Le purine presentano una parte zuccherina, il ribosio, che si ottiene dalla via dei pentoso-fosfati sotto forma di ribosio 5'P: esso viene trasformato in un composto reattivo, il fosfo-pirosil-fosfato, così da costruire un sistema di due anelli eterociclici.
Per le pirimidine avviene prima la sintesi del singolo anello eterociclico e viene poi unito al fosfo-pirosil-fosfato.

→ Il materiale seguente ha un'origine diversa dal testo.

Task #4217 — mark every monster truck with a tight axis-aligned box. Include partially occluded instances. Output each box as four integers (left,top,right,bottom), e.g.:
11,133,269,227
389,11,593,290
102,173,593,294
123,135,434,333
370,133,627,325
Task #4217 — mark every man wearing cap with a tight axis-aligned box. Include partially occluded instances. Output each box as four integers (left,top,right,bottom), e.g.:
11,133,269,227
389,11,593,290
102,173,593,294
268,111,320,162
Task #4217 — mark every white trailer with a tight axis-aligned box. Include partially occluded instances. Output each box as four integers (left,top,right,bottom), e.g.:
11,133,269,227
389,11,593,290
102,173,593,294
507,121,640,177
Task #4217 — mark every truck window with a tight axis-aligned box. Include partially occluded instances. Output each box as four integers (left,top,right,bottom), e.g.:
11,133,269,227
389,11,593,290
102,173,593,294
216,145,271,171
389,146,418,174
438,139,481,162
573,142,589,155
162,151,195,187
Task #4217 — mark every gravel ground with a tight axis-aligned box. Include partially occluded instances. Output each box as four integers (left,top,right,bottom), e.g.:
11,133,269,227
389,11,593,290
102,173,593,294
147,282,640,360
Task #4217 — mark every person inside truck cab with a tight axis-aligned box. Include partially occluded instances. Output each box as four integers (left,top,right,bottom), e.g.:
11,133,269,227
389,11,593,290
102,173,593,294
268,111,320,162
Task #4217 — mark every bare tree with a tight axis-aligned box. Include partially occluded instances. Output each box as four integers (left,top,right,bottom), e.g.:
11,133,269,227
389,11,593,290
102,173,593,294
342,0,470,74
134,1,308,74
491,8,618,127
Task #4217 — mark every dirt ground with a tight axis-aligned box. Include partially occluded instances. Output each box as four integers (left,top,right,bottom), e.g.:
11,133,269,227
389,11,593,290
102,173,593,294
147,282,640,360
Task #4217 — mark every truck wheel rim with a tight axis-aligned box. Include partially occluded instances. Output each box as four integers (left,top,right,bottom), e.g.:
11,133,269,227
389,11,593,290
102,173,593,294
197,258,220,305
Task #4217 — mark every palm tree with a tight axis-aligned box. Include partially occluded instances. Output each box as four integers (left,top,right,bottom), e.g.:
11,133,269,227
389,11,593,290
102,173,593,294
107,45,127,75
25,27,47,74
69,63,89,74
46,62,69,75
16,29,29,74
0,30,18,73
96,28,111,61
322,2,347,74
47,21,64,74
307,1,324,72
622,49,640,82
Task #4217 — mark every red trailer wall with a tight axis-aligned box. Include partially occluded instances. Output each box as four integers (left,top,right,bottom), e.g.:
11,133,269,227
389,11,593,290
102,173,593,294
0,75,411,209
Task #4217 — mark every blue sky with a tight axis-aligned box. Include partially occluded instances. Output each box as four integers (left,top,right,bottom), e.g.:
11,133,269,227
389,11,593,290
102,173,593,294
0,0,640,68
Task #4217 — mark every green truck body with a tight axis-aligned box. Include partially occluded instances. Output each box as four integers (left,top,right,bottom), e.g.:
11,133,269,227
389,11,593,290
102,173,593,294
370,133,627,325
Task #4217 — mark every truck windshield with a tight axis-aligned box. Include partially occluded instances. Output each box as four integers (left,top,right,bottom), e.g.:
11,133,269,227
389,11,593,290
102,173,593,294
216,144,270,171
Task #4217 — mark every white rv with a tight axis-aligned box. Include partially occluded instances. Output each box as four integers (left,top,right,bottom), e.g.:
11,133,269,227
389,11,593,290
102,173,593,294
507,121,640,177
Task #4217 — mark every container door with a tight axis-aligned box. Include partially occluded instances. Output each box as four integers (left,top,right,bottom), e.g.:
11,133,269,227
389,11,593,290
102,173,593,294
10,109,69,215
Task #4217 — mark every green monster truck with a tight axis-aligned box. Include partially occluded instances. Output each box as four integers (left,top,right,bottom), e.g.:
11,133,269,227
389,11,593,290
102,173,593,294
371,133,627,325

Pirimidine: Il fosfo-pirosil-pirofosfato è fosforilato in due posizioni e contiene un legame altoenergetico che deriva dal carbamil-fosfato che condensa con una molecola di aspartato e forma il carbamil-aspartato; quest'ultimo viene ciclizzato ottenendo l'anello fondamentale caratterizzato da due atomi di azoto e 4 di carbonio.
A questo punto il nucleo viene ridotto e reagisce con il fosfo-pirosil-pirofosfato; si è formato così il nucleotide iniziale.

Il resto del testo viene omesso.